The cysteine conjugation occurs in a specific manner as the inter-chain disulfide bonds are typically targeted. For the Trastuzumab conjugate, the Cys residues of a disulfide bond are dithiosuccinimide-bridged maintaining the disulfide bonding, but with an extension of the typical distance. When using a classical maleimide linker such as fluorescein-5-maleimide for the cysteine conjugation of Omalizumab, the rebuilding of disulfide bridges is not possible. In both cases, the overall mAb structure for Trastuzumab and Omalizumab conjugates show predominantly increased deuterium uptake kinetics due to extended bond distances (Trastuzumab) or reduced disulfide bonds (Omalizumab) resulting in more flexibility in structure. In contrast, protein regions in close proximity to the hinge region and inter-chain disulfide bonds show decreased deuterium uptake kinetics due to the conjugation with bulky groups, which reduces solvent accessibility. The intact protein analysis results correlate well with the HDX-MS results where an increased amount of conjugation per mAb was also associated with a relative decrease in deuterium uptake kinetics. In this regard, the most accessible inter-chain disulfide of Trastuzumab-Cys modified using the chemistry employed is Cys214 of the CL domain and Cys223 of the CH1 domain implying no significant structural changes at the antigen binding site. This also correlates well with the immunoassay results that the selected Trastuzumab-Cys mAb shows the best antigen affinity within a conjugated mAb panel. For the Omalizumab-Cys candidate, results of intact protein analysis and HDX-MS reveal that all eight sulfhydryl groups of inter-chain disulfide bonds are conjugated and thus the mAb structure relies only on non-covalent interactions between heavy and light chain causing major structural changes with loss of recognition properties shown by immunoassay experiment results for both the Fab and Fc regions.

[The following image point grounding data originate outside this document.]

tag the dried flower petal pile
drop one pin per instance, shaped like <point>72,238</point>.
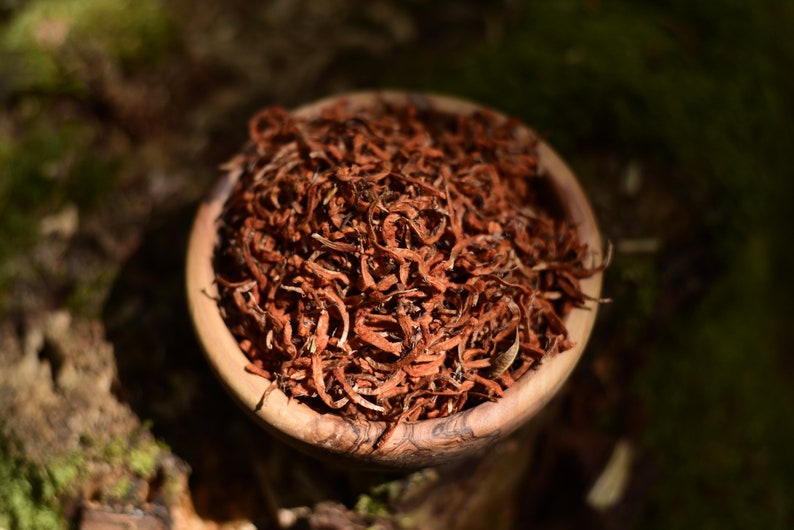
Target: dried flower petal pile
<point>394,263</point>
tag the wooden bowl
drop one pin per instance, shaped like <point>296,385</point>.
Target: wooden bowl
<point>413,445</point>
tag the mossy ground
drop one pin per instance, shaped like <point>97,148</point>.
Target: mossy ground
<point>694,99</point>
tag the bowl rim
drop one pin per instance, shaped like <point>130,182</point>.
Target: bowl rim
<point>417,444</point>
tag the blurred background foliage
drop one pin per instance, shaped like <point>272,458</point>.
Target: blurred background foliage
<point>676,116</point>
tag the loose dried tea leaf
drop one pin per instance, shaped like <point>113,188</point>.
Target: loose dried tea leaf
<point>393,263</point>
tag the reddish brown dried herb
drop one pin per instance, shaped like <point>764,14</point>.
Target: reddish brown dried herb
<point>393,263</point>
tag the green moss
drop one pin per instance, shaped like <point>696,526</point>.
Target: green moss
<point>722,434</point>
<point>51,45</point>
<point>27,495</point>
<point>702,93</point>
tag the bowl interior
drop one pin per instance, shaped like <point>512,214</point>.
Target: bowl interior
<point>418,444</point>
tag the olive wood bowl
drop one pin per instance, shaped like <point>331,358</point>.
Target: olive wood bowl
<point>413,445</point>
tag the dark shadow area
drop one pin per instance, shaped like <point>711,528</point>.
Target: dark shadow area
<point>236,467</point>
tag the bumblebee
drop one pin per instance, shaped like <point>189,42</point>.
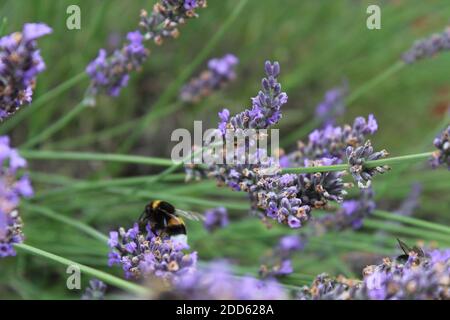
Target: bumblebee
<point>407,251</point>
<point>165,220</point>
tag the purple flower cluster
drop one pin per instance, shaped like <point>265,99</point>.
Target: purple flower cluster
<point>20,63</point>
<point>215,219</point>
<point>442,155</point>
<point>166,17</point>
<point>350,215</point>
<point>13,186</point>
<point>331,142</point>
<point>216,282</point>
<point>357,158</point>
<point>289,198</point>
<point>143,254</point>
<point>95,291</point>
<point>419,278</point>
<point>428,47</point>
<point>220,72</point>
<point>333,105</point>
<point>278,262</point>
<point>111,73</point>
<point>266,106</point>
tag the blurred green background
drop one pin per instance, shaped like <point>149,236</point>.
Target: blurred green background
<point>319,44</point>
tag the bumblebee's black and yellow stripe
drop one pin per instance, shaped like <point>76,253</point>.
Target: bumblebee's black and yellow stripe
<point>163,219</point>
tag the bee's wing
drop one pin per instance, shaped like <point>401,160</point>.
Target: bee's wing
<point>404,247</point>
<point>190,215</point>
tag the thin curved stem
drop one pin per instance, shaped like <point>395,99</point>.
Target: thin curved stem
<point>82,156</point>
<point>106,277</point>
<point>63,219</point>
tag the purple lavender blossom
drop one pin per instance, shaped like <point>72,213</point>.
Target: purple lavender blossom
<point>216,282</point>
<point>357,158</point>
<point>14,185</point>
<point>167,16</point>
<point>220,72</point>
<point>428,47</point>
<point>266,106</point>
<point>419,278</point>
<point>148,254</point>
<point>20,63</point>
<point>350,215</point>
<point>215,219</point>
<point>95,291</point>
<point>442,155</point>
<point>110,74</point>
<point>332,106</point>
<point>278,262</point>
<point>289,198</point>
<point>332,142</point>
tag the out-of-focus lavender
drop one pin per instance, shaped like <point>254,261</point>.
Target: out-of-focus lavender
<point>148,254</point>
<point>428,47</point>
<point>166,17</point>
<point>109,74</point>
<point>220,72</point>
<point>278,262</point>
<point>95,291</point>
<point>216,218</point>
<point>442,155</point>
<point>331,142</point>
<point>332,106</point>
<point>216,282</point>
<point>20,63</point>
<point>350,215</point>
<point>357,158</point>
<point>14,185</point>
<point>419,278</point>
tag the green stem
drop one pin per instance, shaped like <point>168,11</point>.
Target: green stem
<point>58,125</point>
<point>174,87</point>
<point>416,232</point>
<point>411,221</point>
<point>63,219</point>
<point>40,102</point>
<point>111,157</point>
<point>374,82</point>
<point>106,277</point>
<point>369,164</point>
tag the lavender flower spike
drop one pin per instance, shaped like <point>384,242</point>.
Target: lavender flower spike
<point>428,47</point>
<point>442,155</point>
<point>220,72</point>
<point>166,17</point>
<point>217,282</point>
<point>143,254</point>
<point>356,160</point>
<point>20,63</point>
<point>13,187</point>
<point>109,74</point>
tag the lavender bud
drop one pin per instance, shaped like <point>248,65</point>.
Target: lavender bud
<point>20,63</point>
<point>356,160</point>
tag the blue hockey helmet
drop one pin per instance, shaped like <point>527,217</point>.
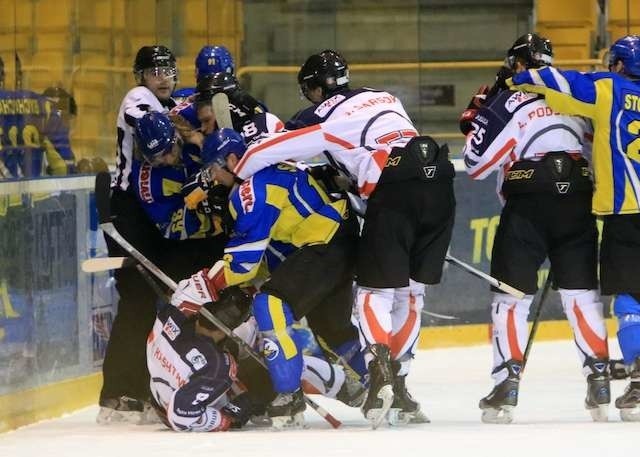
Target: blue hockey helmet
<point>627,50</point>
<point>214,59</point>
<point>218,145</point>
<point>155,135</point>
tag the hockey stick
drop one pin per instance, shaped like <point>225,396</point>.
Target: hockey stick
<point>110,230</point>
<point>98,264</point>
<point>360,208</point>
<point>482,275</point>
<point>538,302</point>
<point>220,107</point>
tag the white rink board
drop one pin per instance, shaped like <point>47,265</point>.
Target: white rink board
<point>550,421</point>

As expected, compared to the cysteine conjugation, the conjugation at lysine residues generated more heterogenous mixtures of different conjugated mAb variants (Nivolumab and Adalimumab). Conjugation with biotin and FITC was chemically performed without reduction and therefore the disulfide bridges were maintained. The HDX-MS data showed decreased deuterium uptake kinetics of the conjugated mAbs vs the native form, with the relative level of conjugation correlating well with the relative decrease of deuterium uptake kinetics. Particularly, the Nivolumab-Lys is highly conjugated (28–42 biotin molecules per mAb) and the significantly decreased deuterium uptake indicates a potential change of higher order structure that could have a negatively impact on the antigen recognition. This was also confirmed by the immunoassay experiment results. In contrast, conjugation of the Adalimumab mAb had less effects on the deuterium uptake kinetics and binding properties of the antibody as was shown by both HDX-MS and immunoassay experiments. This possibly due to the 2-6 FITC conjugation mostly occurring on the LC as was shown by intact protein MS analysis. Consistent with the immunoassay results which indicate that the conjugation is more present in the Fab region and the Fc part is not significantly impacted.

Overall, this study shows that conjugation can have an impact on the performance of the antibodies used for immunoassay engineering and that mass spectrometry experiments can aid an improved understanding and optimization of the conjugation reaction. This will ultimately aid to better performance. Furthermore, a thorough characterization of the conjugation reaction will ensure continuity in performance over time and across different batches.